Google, how do I ask the right questions to your AI?

A few weeks ago, my wife and I made a bet. I said there was no way ChatGPT could reasonably mimic my writing style for a smartwatch review. I actually asked the bot to do this months ago, and the results are hilarious. My husband bets they can ask ChatGPT the exact same thing but get a a lot better result. They said my problem is that I don’t know the right queries to ask to get the answer I want.

To my dismay, they were right. ChatGPT wrote a lot Better ratings gay When my husband asked.

That memory flashed through my mind as I blogged about the Google I/O conferences. This year’s keynote was a two-hour thesis on AI, how it will affect search, and all the ways it can boldly And responsibly make our life better.
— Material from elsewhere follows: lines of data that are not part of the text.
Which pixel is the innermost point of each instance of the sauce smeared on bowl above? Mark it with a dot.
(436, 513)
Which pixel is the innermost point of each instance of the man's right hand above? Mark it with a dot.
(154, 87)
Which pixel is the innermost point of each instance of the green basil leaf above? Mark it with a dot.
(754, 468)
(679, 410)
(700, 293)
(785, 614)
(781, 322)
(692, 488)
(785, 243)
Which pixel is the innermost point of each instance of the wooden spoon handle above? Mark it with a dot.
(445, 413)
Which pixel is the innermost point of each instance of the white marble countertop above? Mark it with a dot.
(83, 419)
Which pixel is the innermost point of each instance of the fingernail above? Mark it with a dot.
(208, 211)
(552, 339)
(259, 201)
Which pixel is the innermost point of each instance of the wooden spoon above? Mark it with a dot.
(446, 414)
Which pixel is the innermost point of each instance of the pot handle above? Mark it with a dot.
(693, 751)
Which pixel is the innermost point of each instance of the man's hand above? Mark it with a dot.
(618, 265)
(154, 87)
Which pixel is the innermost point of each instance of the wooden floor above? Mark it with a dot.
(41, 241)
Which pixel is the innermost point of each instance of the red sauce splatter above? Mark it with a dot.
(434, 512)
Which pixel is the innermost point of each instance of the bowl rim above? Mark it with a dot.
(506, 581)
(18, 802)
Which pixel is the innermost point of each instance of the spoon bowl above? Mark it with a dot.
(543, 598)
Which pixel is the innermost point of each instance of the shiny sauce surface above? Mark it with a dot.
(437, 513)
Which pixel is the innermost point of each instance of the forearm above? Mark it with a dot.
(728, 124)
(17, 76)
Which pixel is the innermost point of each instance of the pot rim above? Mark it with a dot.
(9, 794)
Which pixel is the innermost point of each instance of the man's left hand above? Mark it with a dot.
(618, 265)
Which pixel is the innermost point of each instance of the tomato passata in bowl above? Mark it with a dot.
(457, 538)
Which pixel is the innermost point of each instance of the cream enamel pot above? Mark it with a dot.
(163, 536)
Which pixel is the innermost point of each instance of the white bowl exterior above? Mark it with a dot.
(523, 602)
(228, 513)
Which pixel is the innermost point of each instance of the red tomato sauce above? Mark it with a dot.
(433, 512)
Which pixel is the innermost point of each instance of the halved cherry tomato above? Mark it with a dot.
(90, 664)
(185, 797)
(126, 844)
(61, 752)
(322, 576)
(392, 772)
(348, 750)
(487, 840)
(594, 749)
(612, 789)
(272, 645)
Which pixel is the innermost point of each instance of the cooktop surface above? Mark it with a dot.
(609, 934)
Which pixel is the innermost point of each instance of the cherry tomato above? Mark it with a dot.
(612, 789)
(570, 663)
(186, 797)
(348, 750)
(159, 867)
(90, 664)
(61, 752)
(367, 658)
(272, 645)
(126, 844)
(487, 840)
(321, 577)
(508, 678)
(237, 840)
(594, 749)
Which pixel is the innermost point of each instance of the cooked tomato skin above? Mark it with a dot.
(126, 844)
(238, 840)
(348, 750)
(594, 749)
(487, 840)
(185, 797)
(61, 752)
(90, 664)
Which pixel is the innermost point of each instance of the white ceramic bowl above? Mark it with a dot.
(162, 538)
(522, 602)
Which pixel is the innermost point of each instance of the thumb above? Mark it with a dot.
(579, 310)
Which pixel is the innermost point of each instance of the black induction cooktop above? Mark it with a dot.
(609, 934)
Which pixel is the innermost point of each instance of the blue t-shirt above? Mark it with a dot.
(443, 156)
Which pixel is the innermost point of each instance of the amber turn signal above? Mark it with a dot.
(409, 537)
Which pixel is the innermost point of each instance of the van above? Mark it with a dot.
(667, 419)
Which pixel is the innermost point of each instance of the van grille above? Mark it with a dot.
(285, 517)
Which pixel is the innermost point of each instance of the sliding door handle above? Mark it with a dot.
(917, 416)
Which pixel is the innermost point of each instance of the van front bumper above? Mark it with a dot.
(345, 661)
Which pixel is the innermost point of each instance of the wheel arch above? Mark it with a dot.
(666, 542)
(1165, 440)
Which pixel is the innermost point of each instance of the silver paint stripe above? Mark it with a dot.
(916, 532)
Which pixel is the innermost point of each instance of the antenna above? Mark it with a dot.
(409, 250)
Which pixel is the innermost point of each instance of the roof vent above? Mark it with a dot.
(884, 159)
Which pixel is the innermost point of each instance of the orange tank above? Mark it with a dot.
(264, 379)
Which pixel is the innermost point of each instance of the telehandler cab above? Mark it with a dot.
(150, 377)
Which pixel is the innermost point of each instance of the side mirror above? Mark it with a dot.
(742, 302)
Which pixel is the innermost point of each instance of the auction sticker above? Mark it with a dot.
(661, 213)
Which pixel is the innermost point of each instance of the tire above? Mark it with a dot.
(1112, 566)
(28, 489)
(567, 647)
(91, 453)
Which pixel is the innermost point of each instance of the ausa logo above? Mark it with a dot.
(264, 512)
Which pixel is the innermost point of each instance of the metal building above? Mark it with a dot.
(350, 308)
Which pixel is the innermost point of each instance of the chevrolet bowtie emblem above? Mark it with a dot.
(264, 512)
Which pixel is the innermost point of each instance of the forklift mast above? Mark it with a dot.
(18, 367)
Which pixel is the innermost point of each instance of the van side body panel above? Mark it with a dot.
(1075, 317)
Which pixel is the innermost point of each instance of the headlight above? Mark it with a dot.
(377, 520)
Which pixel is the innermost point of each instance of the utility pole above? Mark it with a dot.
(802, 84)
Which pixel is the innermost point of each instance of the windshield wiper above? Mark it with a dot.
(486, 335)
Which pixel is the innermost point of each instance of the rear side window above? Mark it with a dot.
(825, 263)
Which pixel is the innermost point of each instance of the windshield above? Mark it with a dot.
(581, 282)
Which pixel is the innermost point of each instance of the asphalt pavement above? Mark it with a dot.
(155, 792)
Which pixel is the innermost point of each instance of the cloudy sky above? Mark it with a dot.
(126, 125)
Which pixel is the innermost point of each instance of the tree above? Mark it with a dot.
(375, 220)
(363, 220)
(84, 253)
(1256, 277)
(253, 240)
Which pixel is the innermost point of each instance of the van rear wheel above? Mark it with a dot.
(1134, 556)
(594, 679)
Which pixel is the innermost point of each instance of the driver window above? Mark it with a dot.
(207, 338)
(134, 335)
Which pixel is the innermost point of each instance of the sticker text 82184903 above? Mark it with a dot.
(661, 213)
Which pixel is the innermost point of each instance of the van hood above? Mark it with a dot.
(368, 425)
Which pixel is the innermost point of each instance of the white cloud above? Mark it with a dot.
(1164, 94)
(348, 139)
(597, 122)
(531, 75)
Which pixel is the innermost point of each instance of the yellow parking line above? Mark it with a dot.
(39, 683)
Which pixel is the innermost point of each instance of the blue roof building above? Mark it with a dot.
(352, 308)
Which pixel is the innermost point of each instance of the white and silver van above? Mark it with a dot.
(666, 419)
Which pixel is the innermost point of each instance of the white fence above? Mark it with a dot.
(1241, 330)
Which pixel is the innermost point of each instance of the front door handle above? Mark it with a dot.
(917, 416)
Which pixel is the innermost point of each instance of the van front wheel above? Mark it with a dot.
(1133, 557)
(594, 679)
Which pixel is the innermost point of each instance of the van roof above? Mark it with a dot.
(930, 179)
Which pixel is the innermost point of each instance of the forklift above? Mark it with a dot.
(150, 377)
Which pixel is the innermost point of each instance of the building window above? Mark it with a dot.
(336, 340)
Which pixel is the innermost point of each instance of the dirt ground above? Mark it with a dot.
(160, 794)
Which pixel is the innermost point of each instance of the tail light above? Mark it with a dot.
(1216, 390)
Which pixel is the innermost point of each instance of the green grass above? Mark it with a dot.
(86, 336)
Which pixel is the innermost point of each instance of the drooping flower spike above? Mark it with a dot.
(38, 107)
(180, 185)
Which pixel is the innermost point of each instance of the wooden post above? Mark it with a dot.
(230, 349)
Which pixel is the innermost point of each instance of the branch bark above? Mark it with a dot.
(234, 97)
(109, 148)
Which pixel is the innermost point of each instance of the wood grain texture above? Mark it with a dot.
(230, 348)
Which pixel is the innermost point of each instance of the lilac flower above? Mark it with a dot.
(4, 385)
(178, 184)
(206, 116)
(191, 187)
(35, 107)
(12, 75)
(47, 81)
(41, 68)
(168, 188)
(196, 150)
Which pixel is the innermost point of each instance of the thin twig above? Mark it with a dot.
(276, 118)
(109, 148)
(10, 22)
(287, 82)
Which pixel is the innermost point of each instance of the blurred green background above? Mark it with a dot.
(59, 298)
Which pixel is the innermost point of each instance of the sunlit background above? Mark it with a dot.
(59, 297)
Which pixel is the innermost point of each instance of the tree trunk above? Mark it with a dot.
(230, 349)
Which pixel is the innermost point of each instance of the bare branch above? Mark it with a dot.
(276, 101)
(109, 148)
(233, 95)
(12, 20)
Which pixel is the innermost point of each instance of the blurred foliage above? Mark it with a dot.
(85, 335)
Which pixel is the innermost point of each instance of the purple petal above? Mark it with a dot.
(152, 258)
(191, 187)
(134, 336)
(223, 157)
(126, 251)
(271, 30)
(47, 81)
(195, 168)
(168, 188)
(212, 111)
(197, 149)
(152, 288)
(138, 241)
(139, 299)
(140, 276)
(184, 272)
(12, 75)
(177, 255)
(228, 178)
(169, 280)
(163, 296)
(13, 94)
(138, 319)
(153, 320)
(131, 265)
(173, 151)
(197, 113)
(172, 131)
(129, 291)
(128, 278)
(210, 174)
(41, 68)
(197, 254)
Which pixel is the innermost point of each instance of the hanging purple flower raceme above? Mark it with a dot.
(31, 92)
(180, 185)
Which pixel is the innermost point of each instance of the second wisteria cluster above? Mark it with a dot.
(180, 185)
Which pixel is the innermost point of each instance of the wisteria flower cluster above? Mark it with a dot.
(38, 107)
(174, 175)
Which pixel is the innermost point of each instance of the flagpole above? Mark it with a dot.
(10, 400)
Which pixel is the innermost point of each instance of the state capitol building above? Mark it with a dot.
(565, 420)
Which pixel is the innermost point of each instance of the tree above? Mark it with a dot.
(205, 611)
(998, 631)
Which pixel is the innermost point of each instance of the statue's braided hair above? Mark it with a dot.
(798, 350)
A lot of it was neat. But I shuddered when Google openly admitted that it’s hard to ask AI the right questions.

During a demo of Duet AI, a series of tools that will live inside Gmail, Docs, and more, Google showed off a feature called Sidekick that can proactively present you with change prompts based on the workspace document you’re working on. In other words, it stimulates You about how to claim He. She by telling you what she can do.

This came up again later in the keynote when Google showed off its new AI search results, called Search Generative Experience (SGE). SGE takes any question you type into the search bar and generates a mini report or “snapshot” at the top of the page. At the bottom of that snapshot are follow-up questions.

As someone whose job it is to ask questions, both shows were troubling. The queries and prompts Google uses on stage look nothing like the questions I type into my search bar. My search queries often read like a toddler’s talk. (They are also usually followed by “Reddit” so I get answers from a non-SEO content mill.) Things like “Bald Dennis BlackBerry is the name of a movie actor”. When I’m looking for something I wrote about Peloton’s 2022 earnings, it pops up at “Site: theverge.com Peloton McCarthy Ship Borrowings.” I rarely look up things like, “What do I do in Paris for the weekend?” I don’t even think about putting things like that up on Google.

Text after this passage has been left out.